Doch scheint dies nur unzureichend zu gelingen. Zwar sieht es derzeit danach aus, dass die Konjunktur allmählich wieder anzuzieht. Es müsse aber darauf geachtet werden, dass keine Kreditengpässe entstünden, sagte EZB-Direktor Yves Mersch am Mittwoch auf einer Konferenz in Berlin. »Die Banken sollten weiterhin ihrer Tätigkeit in einer funktionierenden Marktwirtschaft nachgehen. Dazu gehört auch, dass Kredite vergeben werden.« Deutlicher wird ein Kollege Merschs; Kreditinstitute müssten wohl bald Strafgebühren bezahlen, wenn sie ihr Geld bei der Europäischen Zentralbank deponieren wollten, sagte EZB-Chefvolkswirt Peter Praet der »Zeit«.
Die Geldpolitiker wollen damit verhindern, dass die Geschäftsbanken ihr Geld bei der EZB bunkern, statt es in Form von Krediten an Unternehmen weiterzureichen. Ferner wird überlegt, den Banken wieder größere Mengen Geld für einen längeren Zeitraum zu leihen, eventuell gegen Auflagen. In diese Richtung könnte auch das Starten eines Anleihenkaufprogramms wirken - hier gibt es derzeit aber offenbar keine konkreten Überlegungen in der EZB. nd/KSt
Sicher ist aber auch, dass der deutsche Mittelstand, für Minister Sigmar Gabriel (SPD) »die Triebfeder einer dynamischen Wirtschaftsentwicklung«, nicht im Geld schwimmt. Weniger als 20 Prozent beträgt laut Bundesbank die Eigenmittelquote im verarbeitenden Gewerbe - über 80 Prozent des Umsatzes muss also von Zulieferern, Kunden und vor allem Banken vorfinanziert werden. Wobei deutsche Mittelständler damit international noch ordentlich aufgestellt sind: Seit 2012 sinkt in der EU insgesamt das Kreditvolumen. Vor allem in Euro-Krisenländern drohen viele an sich aussichtsreiche Geschäftsabschlüsse an der fehlenden Finanzierung durch Banken zu scheitern.

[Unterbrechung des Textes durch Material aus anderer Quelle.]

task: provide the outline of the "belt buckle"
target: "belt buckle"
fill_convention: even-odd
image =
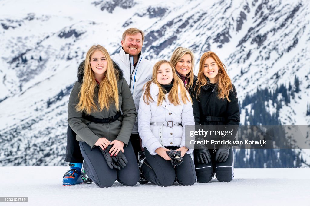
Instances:
[[[170,122],[171,123],[171,126],[169,126],[169,123]],[[168,121],[167,122],[167,126],[168,127],[172,127],[173,126],[173,122],[172,121]]]
[[[109,123],[112,122],[114,121],[114,116],[112,117],[109,117]]]

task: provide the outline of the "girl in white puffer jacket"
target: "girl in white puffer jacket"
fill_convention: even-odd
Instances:
[[[147,180],[162,186],[172,185],[176,176],[184,185],[192,185],[196,179],[190,155],[193,150],[185,145],[189,138],[186,141],[185,126],[195,125],[191,99],[173,68],[166,60],[155,64],[152,80],[144,86],[138,114],[138,130],[145,151],[139,166]],[[180,151],[183,158],[182,164],[175,167],[166,153],[171,149]]]

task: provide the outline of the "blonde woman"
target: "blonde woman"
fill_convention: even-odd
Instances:
[[[190,155],[193,149],[186,147],[185,135],[185,126],[195,124],[192,100],[171,63],[162,60],[155,64],[152,79],[144,89],[138,115],[145,152],[145,158],[139,162],[142,174],[159,186],[171,185],[176,176],[182,185],[193,185],[196,179]],[[166,153],[170,150],[179,151],[183,159],[174,167]]]
[[[186,48],[178,47],[173,52],[170,61],[185,88],[192,95],[197,80],[197,76],[194,75],[194,53]]]
[[[89,49],[78,73],[70,95],[68,122],[79,141],[84,169],[101,187],[110,187],[117,180],[134,185],[139,171],[128,131],[132,130],[136,113],[122,73],[100,45]],[[127,162],[120,170],[111,158],[119,155],[124,155]]]

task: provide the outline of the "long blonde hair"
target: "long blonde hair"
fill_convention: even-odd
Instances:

Dies kann aber auch hierzulande zum Problem werden. Jedes fünfte Unternehmen klagt laut einer Umfrage des Instituts der deutschen Wirtschaft (IW) in Köln über »eine restriktive Kreditvergabe«. Unterm Strich sei damit die Finanzierungslage allerdings noch entspannt. »Ob das allerdings auf längere Sicht so bleibt, ist fraglich«, schreibt das wirtschaftsnahe Forschungsinstitut.

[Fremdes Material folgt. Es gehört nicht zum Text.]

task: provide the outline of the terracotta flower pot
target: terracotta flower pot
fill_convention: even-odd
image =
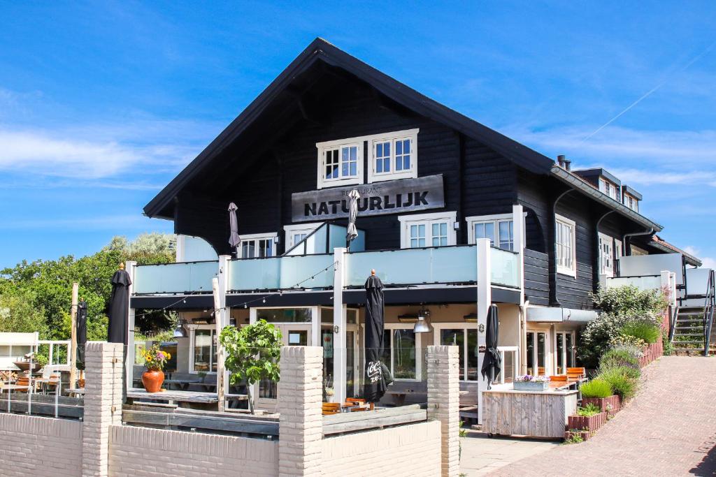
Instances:
[[[142,383],[147,393],[158,393],[162,390],[164,383],[164,373],[159,370],[147,370],[142,375]]]

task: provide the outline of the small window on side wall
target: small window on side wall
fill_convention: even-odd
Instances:
[[[576,225],[561,215],[555,215],[555,219],[557,272],[576,277]]]

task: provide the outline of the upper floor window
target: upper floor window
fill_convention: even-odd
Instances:
[[[417,177],[419,131],[409,129],[370,137],[369,182]]]
[[[576,225],[574,220],[561,215],[555,215],[555,219],[557,272],[576,277]]]
[[[278,234],[252,234],[241,235],[241,258],[259,258],[276,255],[276,237]]]
[[[286,232],[286,250],[293,247],[314,230],[321,226],[322,222],[313,222],[309,224],[294,224],[291,225],[284,225],[284,230]]]
[[[437,212],[402,215],[400,221],[400,243],[402,248],[445,247],[456,242],[456,212]]]
[[[599,232],[599,274],[607,277],[614,275],[614,240],[601,232]]]
[[[479,238],[490,239],[490,245],[505,250],[515,250],[515,227],[512,214],[480,215],[465,218],[468,222],[468,242],[475,243]]]
[[[318,188],[363,183],[363,141],[319,142]]]
[[[604,179],[599,180],[599,190],[606,194],[614,200],[619,200],[619,192],[616,190],[616,186],[612,184],[608,180]]]

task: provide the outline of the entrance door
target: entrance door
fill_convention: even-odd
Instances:
[[[281,330],[281,336],[284,346],[310,346],[311,323],[274,323]],[[277,385],[271,380],[263,380],[258,383],[259,399],[273,399],[278,397]],[[270,402],[269,402],[270,403]],[[262,403],[266,405],[266,403]]]
[[[574,367],[574,332],[558,331],[555,348],[557,374],[565,374],[567,368]]]
[[[547,331],[527,332],[527,374],[546,375]]]

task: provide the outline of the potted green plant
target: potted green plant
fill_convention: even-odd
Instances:
[[[166,351],[159,349],[155,344],[148,350],[142,350],[144,365],[147,370],[142,374],[142,383],[147,393],[159,393],[164,383],[164,367],[171,358]]]
[[[530,374],[518,376],[515,378],[513,387],[520,391],[546,391],[549,388],[549,377],[533,376]]]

Was auch an den härteren Kapitalregeln »Basel III« liegt, die seit Anfang 2014 in der EU gelten und in den kommenden Jahren nach und nach vollständig umgesetzt werden. Banken müssen danach ihre Geschäfte stärker als bisher mit »hartem Kernkapital« unterlegen - oder das Kreditgeschäft zurückschrauben. Treffen dürfte dies vor allem kleine und mittlere Mittelständler, die keine Milliardenumsätze verbuchen. Denn »der« Mittelstand ist ein von Politikern gern benutztes Konstrukt. Mehr als 3,5 Millionen Unternehmen zählt das in Bonn ansässige Institut für Mittelstandsforschung dazu - das sind 99,6 Prozent aller Unternehmen in der Privatwirtschaft. Dazu zählen Firmen mit einem Jahresumsatz von weniger als 50 Millionen Euro und mit weniger als 500 Beschäftigten. Dazu kommen noch ein paar Dutzend Familienunternehmen mit größeren Umsätzen. Diese 99,6 Prozent aller Unternehmen erwirtschaften jedoch nur ein Drittel des gesamten Umsatzes der deutschen Wirtschaft. Im weitgehend entindustrialisierten Osten (ohne Berlin) liegt der Umsatzanteil der kleinen und mittleren Unternehmen allerdings bei zwei Dritteln.
Dass es Probleme gibt, belegt eine Nachricht, die in den Bankentürmen für Nervosität sorgt. »In Kürze« wird der Mittelständler Trumpf seinen ersten Kredit vergeben. Dazu hat der Laser- und Werkzeugmaschinenbauer Trumpf aus Ditzingen bei Stuttgart - weltweit als erster in seiner Branche - im Frühjahr eine Bank gegründet. Nicht weil das erfolgreiche Unternehmen Schwierigkeiten hat, an Geld zu kommen, sondern weil man die eigenen mittelständischen Kunden europaweit besser mit Krediten beim Kauf seiner Maschinen unterstützen will, wie ein Sprecher sagt. Der typische Trumpf-Kunde kommt nämlich nur auf drei bis fünf Millionen Euro Jahresumsatz - wenn die benötigte Maschine bis zu eine Million Euro kosten soll, winken viele Banken ab.